Perfluorocarbon, an inert chemical compound that can carry and release O2, is also considered to artificial blood composition. One major advantage of perflurocarbon is that its release and binding of O2 is unaffected by effects like pH and temperature. Thus, the gas carrying and delivering capability can be uniform even in changing environments like the body. Yet, toxicity again is a major concern for perfluorocarbon [2,6].

Conclusion

Blood transfusion can be lifesaving. However, at the same time, blood transfusion can lead to risky situation such as transfusion reaction, disease transmission and immunosuppression. Thus current research in transfusion medicine is to find a system that can reproduce the same benefit seen in blood transfusion but minimize the risk.

References

1. Canadian Blood Service.

2. Spiess B, Spence R, and Shander A. Perioperative Transfusion Medicine 2nd Edition. New York, NY. Lippincott Williams & Wilkins. 2006.

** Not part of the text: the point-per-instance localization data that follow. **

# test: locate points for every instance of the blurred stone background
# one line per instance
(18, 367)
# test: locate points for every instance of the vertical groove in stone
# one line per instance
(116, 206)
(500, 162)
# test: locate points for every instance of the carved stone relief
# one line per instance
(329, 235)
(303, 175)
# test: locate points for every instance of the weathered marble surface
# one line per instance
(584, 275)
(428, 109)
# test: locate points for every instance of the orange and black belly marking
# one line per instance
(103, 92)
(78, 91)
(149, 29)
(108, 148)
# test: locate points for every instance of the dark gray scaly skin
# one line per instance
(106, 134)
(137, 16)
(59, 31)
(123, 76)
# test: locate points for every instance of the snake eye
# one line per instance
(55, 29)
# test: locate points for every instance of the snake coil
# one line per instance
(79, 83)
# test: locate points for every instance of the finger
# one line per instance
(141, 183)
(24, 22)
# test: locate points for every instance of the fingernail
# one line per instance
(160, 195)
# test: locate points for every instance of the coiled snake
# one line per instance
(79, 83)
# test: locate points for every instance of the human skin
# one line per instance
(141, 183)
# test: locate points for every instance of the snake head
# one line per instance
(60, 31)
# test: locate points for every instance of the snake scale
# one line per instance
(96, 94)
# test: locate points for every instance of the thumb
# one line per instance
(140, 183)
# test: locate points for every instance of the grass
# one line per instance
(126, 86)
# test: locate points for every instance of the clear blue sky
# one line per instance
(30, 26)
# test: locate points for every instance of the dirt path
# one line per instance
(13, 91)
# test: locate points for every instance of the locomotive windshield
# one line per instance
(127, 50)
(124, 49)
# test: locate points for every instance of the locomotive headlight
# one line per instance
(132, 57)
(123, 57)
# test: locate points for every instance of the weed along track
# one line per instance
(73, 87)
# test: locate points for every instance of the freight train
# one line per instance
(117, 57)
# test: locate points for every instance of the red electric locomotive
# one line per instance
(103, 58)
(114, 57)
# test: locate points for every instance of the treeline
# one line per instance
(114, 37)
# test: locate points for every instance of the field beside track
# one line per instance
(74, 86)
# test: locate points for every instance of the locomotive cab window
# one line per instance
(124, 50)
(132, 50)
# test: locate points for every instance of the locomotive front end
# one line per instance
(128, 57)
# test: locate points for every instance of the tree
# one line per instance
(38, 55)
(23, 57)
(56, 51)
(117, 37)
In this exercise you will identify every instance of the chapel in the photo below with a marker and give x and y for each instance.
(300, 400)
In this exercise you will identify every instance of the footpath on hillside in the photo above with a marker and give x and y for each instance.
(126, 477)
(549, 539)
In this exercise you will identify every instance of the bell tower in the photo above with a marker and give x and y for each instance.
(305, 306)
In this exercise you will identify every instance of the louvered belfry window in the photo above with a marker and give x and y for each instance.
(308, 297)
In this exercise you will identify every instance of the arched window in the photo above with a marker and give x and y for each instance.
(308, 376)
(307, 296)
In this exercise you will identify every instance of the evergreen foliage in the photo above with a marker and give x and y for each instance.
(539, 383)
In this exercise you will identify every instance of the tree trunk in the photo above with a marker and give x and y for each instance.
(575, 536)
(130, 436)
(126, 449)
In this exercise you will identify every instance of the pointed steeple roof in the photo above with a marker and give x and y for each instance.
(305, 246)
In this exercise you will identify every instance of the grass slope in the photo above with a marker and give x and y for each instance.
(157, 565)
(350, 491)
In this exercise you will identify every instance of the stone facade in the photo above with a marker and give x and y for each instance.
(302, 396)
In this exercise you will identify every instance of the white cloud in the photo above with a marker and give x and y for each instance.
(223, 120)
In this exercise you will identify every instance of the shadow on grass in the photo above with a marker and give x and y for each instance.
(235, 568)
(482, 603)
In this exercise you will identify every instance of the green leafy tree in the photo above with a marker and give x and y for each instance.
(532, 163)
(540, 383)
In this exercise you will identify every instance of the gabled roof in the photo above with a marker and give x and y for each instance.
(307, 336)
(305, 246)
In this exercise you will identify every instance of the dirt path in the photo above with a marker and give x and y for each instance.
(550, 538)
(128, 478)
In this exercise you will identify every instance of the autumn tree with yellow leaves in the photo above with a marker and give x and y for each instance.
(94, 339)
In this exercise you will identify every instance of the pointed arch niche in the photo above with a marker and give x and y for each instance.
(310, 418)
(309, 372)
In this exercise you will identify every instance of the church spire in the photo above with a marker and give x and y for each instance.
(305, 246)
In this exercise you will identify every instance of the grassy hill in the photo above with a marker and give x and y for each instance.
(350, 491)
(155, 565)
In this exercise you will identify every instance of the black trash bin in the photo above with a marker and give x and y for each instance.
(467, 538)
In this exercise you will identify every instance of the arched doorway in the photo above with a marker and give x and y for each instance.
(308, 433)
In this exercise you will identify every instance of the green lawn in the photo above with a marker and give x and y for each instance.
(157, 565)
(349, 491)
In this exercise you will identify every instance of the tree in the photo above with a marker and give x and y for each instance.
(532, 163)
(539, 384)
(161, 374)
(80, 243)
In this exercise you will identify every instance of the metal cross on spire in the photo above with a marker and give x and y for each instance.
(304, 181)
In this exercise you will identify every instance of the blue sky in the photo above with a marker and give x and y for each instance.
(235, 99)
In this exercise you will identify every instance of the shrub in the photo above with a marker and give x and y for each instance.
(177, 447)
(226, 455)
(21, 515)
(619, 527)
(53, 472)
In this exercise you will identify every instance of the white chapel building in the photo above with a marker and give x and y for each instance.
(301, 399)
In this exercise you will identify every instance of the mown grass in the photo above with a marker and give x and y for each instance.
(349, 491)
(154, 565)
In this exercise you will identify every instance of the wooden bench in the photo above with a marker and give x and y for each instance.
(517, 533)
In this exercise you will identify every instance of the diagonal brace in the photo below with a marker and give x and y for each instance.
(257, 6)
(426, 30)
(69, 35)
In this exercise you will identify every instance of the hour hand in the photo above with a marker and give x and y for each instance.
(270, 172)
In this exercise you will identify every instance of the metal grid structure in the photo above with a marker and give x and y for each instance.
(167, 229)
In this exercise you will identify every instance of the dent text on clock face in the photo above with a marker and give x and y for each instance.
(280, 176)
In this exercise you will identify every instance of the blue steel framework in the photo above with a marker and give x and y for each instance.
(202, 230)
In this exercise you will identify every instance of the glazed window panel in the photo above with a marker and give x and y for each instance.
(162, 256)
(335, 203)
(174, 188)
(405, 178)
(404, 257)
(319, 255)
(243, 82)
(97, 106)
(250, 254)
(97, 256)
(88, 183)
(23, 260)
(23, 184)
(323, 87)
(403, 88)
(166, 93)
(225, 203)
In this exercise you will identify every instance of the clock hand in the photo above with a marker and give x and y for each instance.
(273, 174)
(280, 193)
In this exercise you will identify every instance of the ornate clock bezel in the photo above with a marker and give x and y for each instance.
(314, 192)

3. Jabbour N. Transfusion-free Medicine and Surgery. Massachusetts. Blackwell Publishing Inc. 2005

4. Regan F, Taylor C. Blood transfusion medicine. BMJ 2002; 325: 143-146.

5. Goodnough LT, Brecher ME, Kanter MH, AuBuchon JP. Transfusion medicine: First of two parts blood transfusion. New End Journal of Medicine 1999; 340: 438-447.

6. Goorha YK, Deb P, Chatterjee T, Dhot PS, Prasad RS. Artificial Blood. MJAFI 2003; 59: 45-50.